From 59ce5807415f9f14e1c09d84cf79573f534d5e2e Mon Sep 17 00:00:00 2001
From: Soumya Snigdha Kundu <soumya_snigdha.kundu@kcl.ac.uk>
Date: Mon, 1 Jun 2026 18:58:10 +0100
Subject: [PATCH] Fix 3D decomposed relative position embedding for anisotropic
 inputs

The 3D branch of add_decomposed_rel_pos was broken for non-cubic spatial
sizes in two ways:

1. rel_d contracted the depth-axis embedding against the width axis
   ('bhwdc,wkc->bhwdk' instead of 'bhwdc,dkc->bhwdk').
2. The broadcast-add into the (b, qh, qw, qd, kh, kw, kd) attention tensor
   used 4 leading colons instead of 5 for each rel_* term, so the key axis
   landed in the wrong slot (e.g. rel_h's kh fell into the kd position).

Both were masked by the only 3D test using a cubic input_size (8, 8, 8):
with kh == kw == kd every misplaced axis still broadcasts. For anisotropic
volumes the forward pass raised a shape error (or, where conformable, added
the wrong positional bias) in SABlock/CrossAttentionBlock with
rel_pos_embedding='decomposed'.

Adds a regression test parametrized over several anisotropic 3D input
sizes, including permutations of distinct dims so each spatial axis is
exercised in a different position.

Signed-off-by: Soumya Snigdha Kundu <soumya_snigdha.kundu@kcl.ac.uk>
---
 monai/networks/blocks/attention_utils.py    |  8 ++++----
 tests/networks/blocks/test_selfattention.py | 18 ++++++++++++++++++
 2 files changed, 22 insertions(+), 4 deletions(-)

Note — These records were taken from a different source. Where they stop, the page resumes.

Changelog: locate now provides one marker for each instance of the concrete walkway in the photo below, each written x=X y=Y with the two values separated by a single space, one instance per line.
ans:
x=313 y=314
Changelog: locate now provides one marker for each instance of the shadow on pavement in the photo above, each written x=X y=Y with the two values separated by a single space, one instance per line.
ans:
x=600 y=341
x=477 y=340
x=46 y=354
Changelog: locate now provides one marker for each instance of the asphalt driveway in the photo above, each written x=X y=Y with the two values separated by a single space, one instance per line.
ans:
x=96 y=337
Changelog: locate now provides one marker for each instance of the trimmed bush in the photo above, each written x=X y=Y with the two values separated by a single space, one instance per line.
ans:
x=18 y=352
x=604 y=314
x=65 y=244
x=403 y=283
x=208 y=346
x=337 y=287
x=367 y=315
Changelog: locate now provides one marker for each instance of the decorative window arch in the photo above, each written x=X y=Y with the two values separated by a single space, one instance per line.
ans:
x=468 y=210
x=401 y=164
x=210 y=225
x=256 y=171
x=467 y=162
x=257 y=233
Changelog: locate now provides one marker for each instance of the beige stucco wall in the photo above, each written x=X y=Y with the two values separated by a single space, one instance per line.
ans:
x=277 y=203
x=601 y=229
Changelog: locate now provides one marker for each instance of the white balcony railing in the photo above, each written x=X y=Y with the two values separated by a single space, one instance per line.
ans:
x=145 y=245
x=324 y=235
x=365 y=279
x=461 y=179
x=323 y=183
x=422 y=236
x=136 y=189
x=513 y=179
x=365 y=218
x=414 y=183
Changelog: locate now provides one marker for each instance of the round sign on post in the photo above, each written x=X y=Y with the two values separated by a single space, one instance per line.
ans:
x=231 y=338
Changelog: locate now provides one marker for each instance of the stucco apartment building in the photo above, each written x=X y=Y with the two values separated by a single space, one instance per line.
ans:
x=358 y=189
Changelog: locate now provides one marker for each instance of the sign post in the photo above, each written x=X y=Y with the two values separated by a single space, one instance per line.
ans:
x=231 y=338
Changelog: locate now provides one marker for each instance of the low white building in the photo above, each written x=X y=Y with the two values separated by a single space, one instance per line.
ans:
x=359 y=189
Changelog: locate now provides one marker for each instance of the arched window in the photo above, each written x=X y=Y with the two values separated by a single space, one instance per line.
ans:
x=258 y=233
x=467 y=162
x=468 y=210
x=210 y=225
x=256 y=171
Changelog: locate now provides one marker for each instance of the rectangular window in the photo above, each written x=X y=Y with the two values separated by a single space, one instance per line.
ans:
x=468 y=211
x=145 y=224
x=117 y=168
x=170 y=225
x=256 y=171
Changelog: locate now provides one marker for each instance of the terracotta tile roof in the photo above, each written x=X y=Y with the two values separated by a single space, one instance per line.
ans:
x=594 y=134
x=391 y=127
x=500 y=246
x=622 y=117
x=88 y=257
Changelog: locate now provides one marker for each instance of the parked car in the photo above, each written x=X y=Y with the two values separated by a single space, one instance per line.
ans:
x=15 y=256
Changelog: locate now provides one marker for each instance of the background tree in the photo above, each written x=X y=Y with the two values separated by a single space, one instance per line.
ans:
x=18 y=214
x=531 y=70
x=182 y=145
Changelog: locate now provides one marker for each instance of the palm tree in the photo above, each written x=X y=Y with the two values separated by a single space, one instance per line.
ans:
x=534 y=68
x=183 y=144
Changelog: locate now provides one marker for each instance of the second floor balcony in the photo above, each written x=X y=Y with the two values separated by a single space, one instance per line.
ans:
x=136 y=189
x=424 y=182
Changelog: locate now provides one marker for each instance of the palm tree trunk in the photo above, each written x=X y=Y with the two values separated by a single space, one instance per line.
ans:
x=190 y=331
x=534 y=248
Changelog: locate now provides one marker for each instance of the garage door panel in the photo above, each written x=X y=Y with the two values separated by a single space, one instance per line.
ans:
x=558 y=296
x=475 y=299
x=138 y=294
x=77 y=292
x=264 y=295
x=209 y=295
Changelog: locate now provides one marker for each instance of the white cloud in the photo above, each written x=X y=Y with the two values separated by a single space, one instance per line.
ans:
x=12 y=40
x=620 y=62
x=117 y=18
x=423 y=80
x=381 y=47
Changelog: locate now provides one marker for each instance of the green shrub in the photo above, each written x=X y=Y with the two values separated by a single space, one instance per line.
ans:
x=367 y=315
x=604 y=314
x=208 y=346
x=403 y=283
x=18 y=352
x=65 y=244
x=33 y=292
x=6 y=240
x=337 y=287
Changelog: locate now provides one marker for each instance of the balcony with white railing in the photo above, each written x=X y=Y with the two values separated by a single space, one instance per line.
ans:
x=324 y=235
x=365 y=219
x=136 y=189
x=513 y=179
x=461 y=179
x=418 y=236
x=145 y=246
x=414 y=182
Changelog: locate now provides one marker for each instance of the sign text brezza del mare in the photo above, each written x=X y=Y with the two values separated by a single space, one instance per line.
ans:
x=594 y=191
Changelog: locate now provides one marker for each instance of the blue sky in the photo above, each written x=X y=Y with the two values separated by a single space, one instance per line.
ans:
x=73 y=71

diff --git a/monai/networks/blocks/attention_utils.py b/monai/networks/blocks/attention_utils.py
index a8dfcd7df3..caf2bcc155 100644
--- a/monai/networks/blocks/attention_utils.py
+++ b/monai/networks/blocks/attention_utils.py
@@ -114,13 +114,13 @@ def add_decomposed_rel_pos(
         r_q = q.reshape(batch, q_h, q_w, q_d, dim)
         rel_h = torch.einsum("bhwdc,hkc->bhwdk", r_q, rh)
         rel_w = torch.einsum("bhwdc,wkc->bhwdk", r_q, rw)
-        rel_d = torch.einsum("bhwdc,wkc->bhwdk", r_q, rd)
+        rel_d = torch.einsum("bhwdc,dkc->bhwdk", r_q, rd)
 
         attn = (
             attn.view(batch, q_h, q_w, q_d, k_h, k_w, k_d)
-            + rel_h[:, :, :, :, None, None]
-            + rel_w[:, :, :, None, :, None]
-            + rel_d[:, :, :, None, None, :]
+            + rel_h[:, :, :, :, :, None, None]
+            + rel_w[:, :, :, :, None, :, None]
+            + rel_d[:, :, :, :, None, None, :]
         ).view(batch, q_h * q_w * q_d, k_h * k_w * k_d)
 
     return attn
diff --git a/tests/networks/blocks/test_selfattention.py b/tests/networks/blocks/test_selfattention.py
index af52918612..c960e30e58 100644
--- a/tests/networks/blocks/test_selfattention.py
+++ b/tests/networks/blocks/test_selfattention.py
@@ -67,6 +67,24 @@ def test_ill_arg(self):
         with self.assertRaises(ValueError):
             SABlock(hidden_size=620, num_heads=8, dropout_rate=0.4)
 
+    # anisotropic 3D shapes with all-distinct, permuted dims: a cubic input_size hides
+    # the decomposed rel-pos axis handling because every misplaced axis still broadcasts.
+    @parameterized.expand([[(4, 8, 16)], [(16, 8, 4)], [(2, 3, 4)], [(4, 3, 2)], [(2, 4, 3)]])
+    @skipUnless(has_einops, "Requires einops")
+    def test_decomposed_rel_pos_anisotropic_3d(self, input_size):
+        hidden_size = 120
+        net = SABlock(
+            hidden_size=hidden_size,
+            num_heads=6,
+            dropout_rate=0.1,
+            rel_pos_embedding=RelPosEmbedding.DECOMPOSED,
+            input_size=input_size,
+        )
+        seq_len = input_size[0] * input_size[1] * input_size[2]
+        with eval_mode(net):
+            result = net(torch.randn(2, seq_len, hidden_size))
+            self.assertEqual(result.shape, (2, seq_len, hidden_size))
+
     def test_rel_pos_embedding_with_flash_attention(self):
         with self.assertRaises(ValueError):
             SABlock(